Na última terça-feira (31), teve início a remoção de papéis históricos da antiga sede do Departamento de Ordem Política e Social (Dops), situada na região central do Rio, para as instalações do Arquivo Público do Estado do Rio de Janeiro (Aperj).
A ação é fruto de uma solicitação do Ministério Público Federal (MPF) com o objetivo de salvaguardar um material indispensável para a preservação da memória referente à ditadura militar brasileira.
O pedido foi formalizado em dezembro de 2025, durante um inquérito civil liderado pelo procurador regional dos Direitos do Cidadão, Julio Araujo. A decisão ocorreu após vistorias revelarem o estado de abandono do imóvel e o armazenamento inadequado das peças históricas. Segundo o procurador, o cenário encontrado inicialmente era preocupante.
“Havia documentos depositados em sacos de lixo, amontoados pelo chão, sem qualquer tipo de identificação ou proteção mínima contra o tempo”, relatou.

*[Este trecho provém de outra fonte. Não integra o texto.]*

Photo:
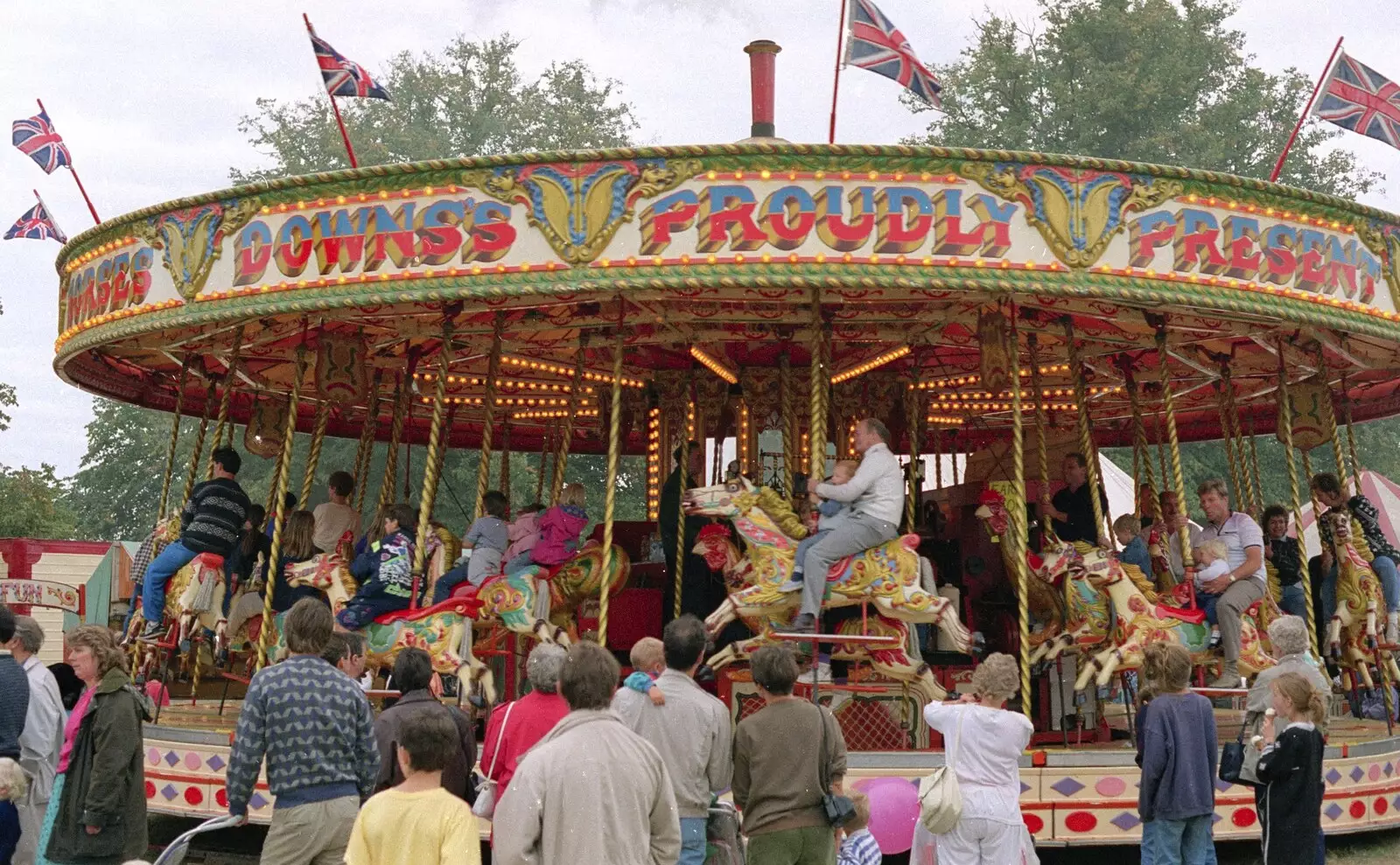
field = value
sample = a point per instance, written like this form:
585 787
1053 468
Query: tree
469 100
1144 80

Para a procuradoria, a realocação desse material é um movimento fundamental para assegurar que o público tenha acesso a esses dados e que a integridade física dos registros sensíveis seja mantida.

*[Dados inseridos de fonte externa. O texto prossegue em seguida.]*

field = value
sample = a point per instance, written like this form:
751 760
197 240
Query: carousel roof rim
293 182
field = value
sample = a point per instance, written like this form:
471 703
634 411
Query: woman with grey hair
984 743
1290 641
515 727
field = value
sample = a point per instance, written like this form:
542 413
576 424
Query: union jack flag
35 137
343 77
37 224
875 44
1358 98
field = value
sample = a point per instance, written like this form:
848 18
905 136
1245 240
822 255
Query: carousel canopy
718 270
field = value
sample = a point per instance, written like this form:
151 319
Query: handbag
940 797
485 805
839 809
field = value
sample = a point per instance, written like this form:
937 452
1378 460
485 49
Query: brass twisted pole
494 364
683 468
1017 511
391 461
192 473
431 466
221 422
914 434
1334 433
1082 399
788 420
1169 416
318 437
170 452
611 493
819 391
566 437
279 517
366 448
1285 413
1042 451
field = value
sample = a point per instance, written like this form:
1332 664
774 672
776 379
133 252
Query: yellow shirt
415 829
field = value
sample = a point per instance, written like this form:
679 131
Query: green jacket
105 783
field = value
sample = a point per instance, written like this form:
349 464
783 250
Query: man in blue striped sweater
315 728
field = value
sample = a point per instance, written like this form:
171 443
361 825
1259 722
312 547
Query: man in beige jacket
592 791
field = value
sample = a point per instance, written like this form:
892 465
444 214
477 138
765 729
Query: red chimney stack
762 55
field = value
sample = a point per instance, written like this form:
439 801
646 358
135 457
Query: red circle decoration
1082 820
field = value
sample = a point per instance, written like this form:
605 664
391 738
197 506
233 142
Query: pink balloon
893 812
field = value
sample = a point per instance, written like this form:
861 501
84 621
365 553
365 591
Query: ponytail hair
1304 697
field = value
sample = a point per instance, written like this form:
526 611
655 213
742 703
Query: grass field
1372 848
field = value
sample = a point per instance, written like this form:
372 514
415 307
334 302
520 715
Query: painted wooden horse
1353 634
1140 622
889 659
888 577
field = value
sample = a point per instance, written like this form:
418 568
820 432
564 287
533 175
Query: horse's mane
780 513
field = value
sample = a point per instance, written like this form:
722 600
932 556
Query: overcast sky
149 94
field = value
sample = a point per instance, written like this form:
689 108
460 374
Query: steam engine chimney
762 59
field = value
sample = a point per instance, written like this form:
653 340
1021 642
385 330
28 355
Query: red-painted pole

“Manter esse patrimônio é vital para o direito à memória, à verdade e à informação. Tais registros não pertencem apenas ao Estado, mas a toda a população brasileira”, enfatizou Araujo.
Formação de grupo de trabalho
Ao longo do processo investigativo, o MPF promoveu uma cooperação entre diversos órgãos, incluindo a Secretaria de Estado de Polícia Civil, o Ministério dos Direitos Humanos e da Cidadania, o Iphan, o Aperj e o Inepac, além de entidades da sociedade civil. Essa união de esforços culminou na fundação do Grupo de Trabalho Dops em julho de 2024.
Com o suporte técnico do Aperj, a equipe realizou a triagem preliminar do material, organizando textos e identificando documentos de alta relevância, especialmente os que detalham casos de perseguição política, violações de direitos humanos e tortura durante o regime de exceção.
A mudança ocorre em um cenário de fortalecimento das políticas de memória no país. Em novembro de 2025, a edificação da Rua da Relação foi oficialmente tombada pelo Instituto do Patrimônio Histórico e Artístico Nacional (Iphan) como patrimônio cultural do Brasil.
Preservação da memória
A meta de entidades sociais e do próprio MPF é transformar o antigo prédio em um espaço de memória dedicado às vítimas da repressão estatal, lembrando que o local foi palco de prisões arbitrárias e abusos sistemáticos por décadas.
Figuras históricas importantes, como a psiquiatra Nise da Silveira e os ativistas Abdias Nascimento e Olga Benário, estiveram detidas nas dependências do órgão em diferentes períodos.
Agora sob a guarda do Aperj, o acervo contará com tratamento técnico especializado para sua catalogação e conservação, visando uma futura abertura para consultas públicas.
O MPF entende que a medida não apenas resguarda a história, mas reforça o dever institucional com a transparência e o compromisso de que tais violações não se repitam no futuro.
“A intervenção busca garantir que os registros produzidos pelos órgãos de repressão sejam preservados para consolidar a democracia e evitar a reiteração desse tipo de violência”, concluiu Julio Araujo.